The kids had to write five adjectives that described their good qualities, five verbs they were good at or enjoyed, and five nouns they hated. Berry stared at his pad nearly the whole time, then wrote five adjectives that jumped into his head from music he’d sung.

That left verbs and nouns. For verbs, Berry wrote, “sing.” Then, “chant, descant, process, bathe.” For nouns, Berry wrote: “teacher, psychiatrist, bear (he was thinking of the investment bears Marco complained about), testosterone, secrets.” He looked up just as Gray spoke again.

“Sweet. So, act like you know. You want a job where they value those five qualities about you. You want to do the things you like. And you want to avoid the things you hate, at all costs. Those fifteen words are your keys to destiny if you know how to read them. Now who wants to read theirs aloud?” Hands rose, except Berry’s and a few other kids’. Gray called on Sabine, a girl in a turquoise cashmere sweater, leggings, and a hair-twist.

Sabine breathed in. “Well.” She folded her hands in her lap and glanced only briefly at the paper on her desk. “My adjectives were: organized, motivated, playful, creative, and focused. My verbs were: write, draw, power-jog, conceptualize, and empathize. And my nouns: pessimists, dead weights, slackers, phoneys, and bureaucrats.” She smiled wide and tight, leaned back.

“Great list, Sabine. You could be a career counselor yourself, and I totally mean that as a compliment. So what are some other jobs Sabine could have?” People offered advertising, creative writing, journalism, court reporting, and some other things.

Hands climbed again. Other Swans recited their fifteen defining terms. Berry sank deeper into his desk-chair. That shyness grabbed Gray Redman’s attention. “Why don’t we call on someone we haven’t heard from yet? How about you there?” He pointed at Berry. “The brown-haired kid in the baggy sweater.
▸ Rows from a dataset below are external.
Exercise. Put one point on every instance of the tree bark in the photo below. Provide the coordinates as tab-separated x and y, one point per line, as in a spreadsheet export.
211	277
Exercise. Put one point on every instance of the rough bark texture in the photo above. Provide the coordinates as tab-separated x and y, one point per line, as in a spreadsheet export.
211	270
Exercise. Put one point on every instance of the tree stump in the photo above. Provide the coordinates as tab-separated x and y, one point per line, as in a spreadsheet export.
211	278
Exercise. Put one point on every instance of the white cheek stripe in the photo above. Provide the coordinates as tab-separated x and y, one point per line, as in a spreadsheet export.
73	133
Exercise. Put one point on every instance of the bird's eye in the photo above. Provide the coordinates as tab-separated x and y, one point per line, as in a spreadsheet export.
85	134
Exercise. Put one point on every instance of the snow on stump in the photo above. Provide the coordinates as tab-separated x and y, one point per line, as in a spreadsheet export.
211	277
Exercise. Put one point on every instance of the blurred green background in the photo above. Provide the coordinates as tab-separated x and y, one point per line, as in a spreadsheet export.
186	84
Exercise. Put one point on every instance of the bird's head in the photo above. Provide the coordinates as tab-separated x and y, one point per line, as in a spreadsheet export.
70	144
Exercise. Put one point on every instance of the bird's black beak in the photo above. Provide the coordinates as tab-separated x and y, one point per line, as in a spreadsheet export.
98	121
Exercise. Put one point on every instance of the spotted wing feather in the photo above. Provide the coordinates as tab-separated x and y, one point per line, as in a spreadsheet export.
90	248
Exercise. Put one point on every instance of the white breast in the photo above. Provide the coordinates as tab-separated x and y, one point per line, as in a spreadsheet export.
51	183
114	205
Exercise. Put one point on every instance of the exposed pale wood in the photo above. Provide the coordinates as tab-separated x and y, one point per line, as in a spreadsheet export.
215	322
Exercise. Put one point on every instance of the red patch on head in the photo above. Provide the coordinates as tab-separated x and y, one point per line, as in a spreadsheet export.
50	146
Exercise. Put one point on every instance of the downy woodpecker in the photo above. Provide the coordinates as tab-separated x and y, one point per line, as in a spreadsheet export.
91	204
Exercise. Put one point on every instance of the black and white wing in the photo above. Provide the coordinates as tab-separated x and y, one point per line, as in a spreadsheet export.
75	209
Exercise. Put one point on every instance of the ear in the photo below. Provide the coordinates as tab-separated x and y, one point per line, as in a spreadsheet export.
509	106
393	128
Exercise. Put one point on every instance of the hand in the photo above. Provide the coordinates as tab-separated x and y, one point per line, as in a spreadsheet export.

What’s your name?”

“Berry.” It came as a whisper. Already, several Swans giggled. Brandon, an athletic straight-A student, snuck a text message to his friend Todd.

“So Berry. Tell us your five adjectives.”

“Um. The first one was ‘goodly.’”

The class detonated into laughter. Gray laughed a little too, then waved his hand. “Hey, let’s not be mean, here, huh? Goodly. I like that, yo. It’s creative and, you know, unusual. I’m not sure if it’s a real adjective or what. But it’s cool. What else you got?”

Berry’s voice, which could fill a cathedral, barely carried. “Uh. Humble. Uh. Fruitful. Contrite. Many-eyed.” That last word had come to Berry in a final moment of desperation, from an anthem about cherubim and seraphim dancing in Heaven. By now Gray Redman’s half-hearted attempts failed to staunch the laughter hemorrhage.

“Hey,” Gray said. Nobody heard. “Hey. Hey. Kids. It’s good to be different.”

Berry covered his face with his notebook and prayed for Redman to move on to someone else. Berry wasn’t sure he believed in God, but at this moment he would have pledged anything if the supreme being would just step in. If God turned the Swans into locusts, Berry would believe forever. Or if Berry had any real faith, at least this pain would be a martyrdom.